The story was not materially different from how Amazon has displaced countless small retailers across the globe. Indeed, shopping malls in the United States have shrunk by 30% on account of the influence of Amazon. I chose to read Marsha the article because Amazon is a giant economic force in our region and what benefits Amazon benefits the economy in the Pacific Northwest.
But Marsha’s question would not let me go. I kept thinking about the potential negative impact on the lives of millions of people and the resultant ethical stain left upon Amazon. Why displace millions of small, locally-owned businesses with one ginormous multi-national? I’ve been to India twice in the last three years and I’ve seen the vitality in the local economies of Mumbai, neighborhood by neighborhood. Will Amazon’s plans make things better for people there? I’m skeptical.

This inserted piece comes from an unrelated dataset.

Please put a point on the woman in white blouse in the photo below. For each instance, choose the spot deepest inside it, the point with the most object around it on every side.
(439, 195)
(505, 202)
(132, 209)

The question “Why” quickly expands to “Why do any of us act without regard to how we might be impacting others? Why do I? When do I have enough?”
Bruce Weinstein, author of Ethical Intelligence argues, “Being ethically intelligent doesn’t just mean knowing what is right; it also means:
- Do No Harm
- Make Things Better
- Respect Others
- Be Fair
- Be Loving”
Ethical intelligence may be the most practical form of intelligence there is — and the most valuable.”
When I actually use my ethical Intelligence it’s amazing to me how much light it throws on any issue. We have seen in our own time, with our own leaders, an ethical degradation of shocking proportions. It was remarkable to hear Marianne Williamson use her ethical intelligence in the recent Democratic debate when she observed,
“This is part of the dark underbelly of American society: the racism, the bigotry and the entire conversation that we’re having here tonight. If you think any of this wonkiness is going to deal with this dark psychic force of the collectivized hatred that this president is bringing up in this country, then I’m afraid that the Democrats are going to see some very dark days.”
This blog is not a forum for politics, and yet I cannot claim to have ethical intelligence without calling out the hatred that is being stoked every day by the president of my country, and the impact it is having not only here, but throughout the world.
Quoting Abraham Lincoln, I invite us to listen to “the better angels of our nature,” and act from our best ethical intelligence.